Revirement : droit à indemnisation de l’agent commercial en cas de faute grave découverte postérieurement à la cessation du contrat
Cass. com. 16 novembre 2022, n° 21-17.423.
Ce qu’il faut retenir :
Les dispositions relatives à la notion d’avantage sans contrepartie, ou manifestement disproportionné au regard de la valeur de la contrepartie consentie, sont jugées conformes à la Constitution.
Pour approfondir :
En l’espèce, un contrat d’agence commerciale a été conclu dans le cadre de l’optimisation de la mise en place de produits dans des rayons.
Le mandant a rompu le contrat d’agent commercial.
L’agent a assigné le mandant en paiement des indemnités de rupture et de préavis.
L’agent fait grief à l’arrêt d’appel de rejeter ses demandes d’indemnité de rupture et de préavis.
La Cour de cassation a cassé et annulé l’arrêt rendu par la Cour d’appel en ce qu’il rejette les demandes formées par l’agent commercial en paiement de l’indemnité compensatrice rupture.
Pour rappel, en application de l’article L. 134-12 du Code de commerce, en cas de cessation des relations avec le mandant, l’agent commercial a le droit à une indemnité compensatrice en réparation du préjudice subi.
La réparation prévue à cet article n’est pas due notamment lorsque la cessation du contrat est provoquée par la faute grave de l’agent commercial (article L.134-13, 1° du Code de commerce).
Traditionnellement, la chambre commerciale, financière et économique de la Cour de cassation retenait que les manquements graves commis par l’agent commercial pendant l’exécution du contrat, y compris ceux découverts par son mandant postérieurement à la rupture des relations contractuelles, étaient de nature à priver l’agent commercial de son droit à indemnité (Cass. com., 1er juin 2010, n°09-14.115, Cass. com., 24 novembre 2015, n° 14-17.747, Cass. com., 19 juin 2019, n°18-11.727).
Cette solution était contraire à la jurisprudence de la CJUE qui a considéré dans un arrêt célèbre du 28 octobre 2010 « Volvo Car Germany GmbH », aff.
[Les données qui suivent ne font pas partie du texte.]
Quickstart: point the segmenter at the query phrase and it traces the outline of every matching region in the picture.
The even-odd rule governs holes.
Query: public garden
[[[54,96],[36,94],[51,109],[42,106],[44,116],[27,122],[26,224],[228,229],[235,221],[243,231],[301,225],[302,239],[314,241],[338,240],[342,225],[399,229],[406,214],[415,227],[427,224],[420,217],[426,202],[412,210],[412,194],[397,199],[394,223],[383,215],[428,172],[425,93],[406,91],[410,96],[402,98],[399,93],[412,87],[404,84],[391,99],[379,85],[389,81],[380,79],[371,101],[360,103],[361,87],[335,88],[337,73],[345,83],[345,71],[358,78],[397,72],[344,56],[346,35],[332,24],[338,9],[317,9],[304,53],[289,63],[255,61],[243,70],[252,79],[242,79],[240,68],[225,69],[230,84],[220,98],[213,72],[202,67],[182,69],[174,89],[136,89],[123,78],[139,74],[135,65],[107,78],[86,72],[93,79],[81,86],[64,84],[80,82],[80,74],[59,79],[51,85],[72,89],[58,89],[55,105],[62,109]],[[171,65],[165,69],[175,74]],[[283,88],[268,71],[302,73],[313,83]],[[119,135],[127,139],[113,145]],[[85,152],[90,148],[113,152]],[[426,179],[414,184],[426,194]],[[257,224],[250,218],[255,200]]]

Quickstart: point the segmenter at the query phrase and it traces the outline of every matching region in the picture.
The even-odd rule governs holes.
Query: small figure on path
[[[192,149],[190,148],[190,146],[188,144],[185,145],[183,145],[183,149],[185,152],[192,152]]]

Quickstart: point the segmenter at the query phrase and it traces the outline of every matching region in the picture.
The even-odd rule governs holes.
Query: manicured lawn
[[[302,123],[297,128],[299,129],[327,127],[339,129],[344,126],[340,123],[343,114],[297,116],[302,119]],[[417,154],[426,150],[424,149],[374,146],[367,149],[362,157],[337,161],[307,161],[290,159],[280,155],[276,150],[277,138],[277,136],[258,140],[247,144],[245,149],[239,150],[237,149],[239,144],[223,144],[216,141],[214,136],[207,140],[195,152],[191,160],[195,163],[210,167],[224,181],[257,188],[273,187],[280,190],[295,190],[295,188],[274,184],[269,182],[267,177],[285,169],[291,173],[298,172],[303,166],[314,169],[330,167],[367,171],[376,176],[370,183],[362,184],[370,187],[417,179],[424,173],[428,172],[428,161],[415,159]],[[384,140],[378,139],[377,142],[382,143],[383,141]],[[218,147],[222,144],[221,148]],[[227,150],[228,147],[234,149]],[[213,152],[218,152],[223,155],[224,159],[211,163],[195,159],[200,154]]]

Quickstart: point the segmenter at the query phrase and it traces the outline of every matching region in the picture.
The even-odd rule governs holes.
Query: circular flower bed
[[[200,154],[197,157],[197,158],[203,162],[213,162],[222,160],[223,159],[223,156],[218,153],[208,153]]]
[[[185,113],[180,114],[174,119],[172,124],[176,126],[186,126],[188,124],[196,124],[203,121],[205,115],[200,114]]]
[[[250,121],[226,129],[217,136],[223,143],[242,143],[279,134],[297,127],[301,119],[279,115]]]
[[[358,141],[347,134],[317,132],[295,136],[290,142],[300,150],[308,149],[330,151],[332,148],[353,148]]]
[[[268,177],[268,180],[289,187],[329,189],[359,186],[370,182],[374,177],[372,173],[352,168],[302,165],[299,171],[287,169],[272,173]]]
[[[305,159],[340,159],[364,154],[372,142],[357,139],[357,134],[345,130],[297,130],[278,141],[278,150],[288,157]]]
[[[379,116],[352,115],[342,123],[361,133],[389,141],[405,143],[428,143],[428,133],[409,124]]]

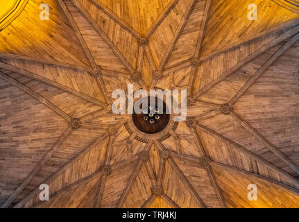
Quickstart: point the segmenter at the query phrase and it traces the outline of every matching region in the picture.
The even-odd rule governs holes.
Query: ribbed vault
[[[251,1],[45,0],[42,22],[28,1],[0,32],[0,205],[298,207],[299,15],[282,1],[248,21]],[[111,112],[128,83],[187,89],[187,120],[144,137]]]

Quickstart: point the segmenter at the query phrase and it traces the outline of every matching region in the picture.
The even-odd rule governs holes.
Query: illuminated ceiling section
[[[21,14],[27,3],[28,0],[6,0],[0,2],[0,31]]]

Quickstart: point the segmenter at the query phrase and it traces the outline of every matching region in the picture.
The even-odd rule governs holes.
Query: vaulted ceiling
[[[0,32],[0,206],[299,207],[295,1],[42,3]],[[129,83],[187,89],[187,120],[139,133]]]

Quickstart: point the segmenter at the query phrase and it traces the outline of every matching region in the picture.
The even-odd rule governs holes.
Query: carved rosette
[[[153,195],[161,196],[164,193],[163,187],[160,185],[155,185],[151,188]]]
[[[149,142],[148,139],[144,139],[144,138],[142,138],[142,137],[140,137],[139,136],[136,136],[135,137],[135,139],[136,140],[138,140],[139,142],[141,142],[142,143],[144,143],[144,144],[148,144],[148,142]]]
[[[112,105],[111,104],[108,104],[105,107],[105,114],[113,114],[112,112]]]
[[[110,125],[109,126],[109,128],[107,129],[107,133],[110,136],[115,136],[115,135],[117,134],[117,129],[116,128],[115,126],[114,125]]]
[[[189,97],[188,97],[188,99],[187,99],[187,106],[192,106],[192,105],[194,105],[194,104],[195,104],[195,102],[196,102],[196,101],[195,100],[195,99],[194,98],[193,98],[193,97],[191,97],[191,96],[189,96]]]
[[[76,130],[80,128],[82,123],[78,118],[71,118],[69,121],[69,126],[71,127],[73,130]]]
[[[220,111],[223,114],[225,114],[225,115],[229,114],[232,112],[232,107],[228,103],[223,104],[220,107]]]
[[[201,65],[201,61],[199,60],[198,58],[193,56],[190,59],[190,65],[193,67],[198,67]]]
[[[207,168],[209,167],[209,166],[211,164],[211,158],[208,156],[204,156],[202,157],[200,157],[199,159],[199,164],[201,167]]]
[[[126,142],[127,146],[131,146],[132,145],[132,141],[130,140],[130,139],[128,139]]]
[[[173,131],[176,131],[176,129],[178,128],[178,122],[174,122],[173,126],[172,126],[172,130]]]
[[[137,154],[138,159],[142,162],[146,162],[149,160],[149,154],[146,151],[141,151]]]
[[[90,76],[96,78],[102,76],[102,69],[99,67],[95,67],[89,71]]]
[[[102,166],[100,168],[100,172],[103,173],[103,175],[108,176],[111,174],[111,166]]]
[[[162,80],[163,77],[163,72],[161,70],[156,70],[153,74],[153,79],[157,81]]]
[[[159,139],[157,139],[157,141],[159,141],[159,142],[164,141],[164,140],[167,139],[168,138],[169,138],[171,136],[171,135],[169,133],[168,133],[165,134],[165,135],[164,135],[163,137],[162,137],[161,138],[159,138]]]
[[[139,38],[137,43],[140,46],[146,46],[148,44],[148,39],[147,37]]]
[[[169,151],[163,150],[160,151],[161,157],[164,160],[167,160],[171,157]]]
[[[142,75],[138,71],[131,74],[131,78],[133,81],[138,82],[142,79]]]
[[[185,123],[187,126],[188,126],[189,128],[194,128],[198,121],[194,117],[187,117],[186,118]]]
[[[133,134],[133,131],[131,130],[131,128],[129,126],[129,124],[126,122],[123,123],[123,126],[126,128],[126,130],[127,130],[127,132],[131,135],[132,134]]]

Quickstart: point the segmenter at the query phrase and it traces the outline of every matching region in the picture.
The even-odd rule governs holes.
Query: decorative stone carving
[[[71,118],[69,121],[69,126],[72,128],[73,130],[76,130],[80,128],[82,123],[78,118]]]
[[[100,172],[104,176],[108,176],[111,174],[111,166],[102,166],[100,168]]]
[[[160,154],[161,154],[161,157],[164,160],[167,160],[168,159],[171,157],[171,155],[170,155],[169,151],[166,150],[163,150],[160,151]]]
[[[163,78],[163,72],[161,70],[156,70],[153,74],[153,79],[155,80],[160,80]]]
[[[131,74],[131,78],[133,81],[138,82],[142,79],[142,75],[138,71],[135,71],[134,73]]]
[[[230,105],[228,103],[223,104],[220,107],[220,111],[223,114],[225,114],[225,115],[229,114],[232,112],[232,107],[230,106]]]
[[[147,37],[141,37],[137,40],[137,43],[141,46],[145,46],[148,44],[148,39]]]
[[[138,159],[143,162],[146,162],[149,160],[149,154],[148,152],[146,151],[141,151],[137,154],[137,155]]]
[[[151,189],[153,195],[161,196],[164,193],[163,187],[160,185],[155,185]]]
[[[200,157],[199,159],[199,164],[201,167],[207,168],[210,166],[211,163],[211,158],[208,156],[204,156]]]
[[[89,71],[90,76],[96,78],[100,78],[102,76],[102,69],[99,67],[94,67]]]
[[[131,135],[132,134],[133,134],[133,131],[132,131],[131,128],[129,126],[129,124],[126,122],[123,123],[123,126],[126,128],[126,130],[127,130],[127,132]]]
[[[198,58],[193,56],[190,59],[190,65],[193,67],[198,67],[201,65],[201,61],[199,60]]]
[[[187,117],[185,121],[187,126],[189,128],[194,128],[196,126],[198,121],[194,117]]]

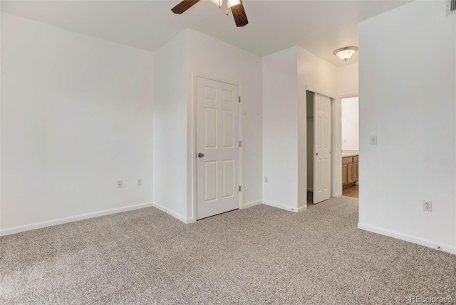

C-203/09, que l’agent commercial ne peut pas être privé de son droit à indemnité lorsque le mandant établit, après lui avoir notifié la résiliation du contrat moyennant préavis, l’existence d’un manquement de cet agent qui était de nature à justifier une résiliation sans délai de ce contrat.
Par le présent arrêt du 16 novembre 2022, la Cour de cassation a précisé qu’il apparaissait nécessaire de modifier la jurisprudence de cette chambre et de retenir désormais que « l’agent commercial qui a commis un manquement grave, antérieurement à la rupture du contrat, dont il n’a pas été fait état dans la lettre de résiliation et a été découvert postérieurement à celle-ci par le mandant, de sorte qu’il n’a pas provoqué la rupture, ne peut être privé de son droit à indemnité ».
Ella a ainsi rejoint la position de la Cour de justice dans son arrêt du 28 octobre 2010 visé ci-avant. Cet alignement permet à la Cour de cassation de se conformer à la jurisprudence européenne et surtout de renforcer la protection de l’agent commercial.
Les conséquences pratiques de cette décision sont les suivantes :
- primo, le mandant devra s’assurer de la gravité de la faute de l’agent commercial ;
- secundo, le mandant devra attacher une attention toute particulière à la motivation de sa lettre de résiliation. Il devra ainsi faire référence expressément au manquement grave que l’agent commercial aura commis pendant l’exécution du contrat d’agence.
La lettre de résiliation aura donc pour effet de de fixer le cadre du litige.
La faute grave, même dénoncée tardivement, ne semble pas toutefois privée de toute effet. Elle pourrait en effet avoir un impact sur le montant de l’indemnité de l’agent.
L’arrêt de la CJUE du 28 octobre 2010 l’avait déjà souligné : l’agent a droit à une indemnité si son paiement apparaît équitable. Selon la Cour de justice, la faute grave permettrait de « réduire le montant de l’indemnité ou même de priver l’agent de l’indemnité dans sa totalité ».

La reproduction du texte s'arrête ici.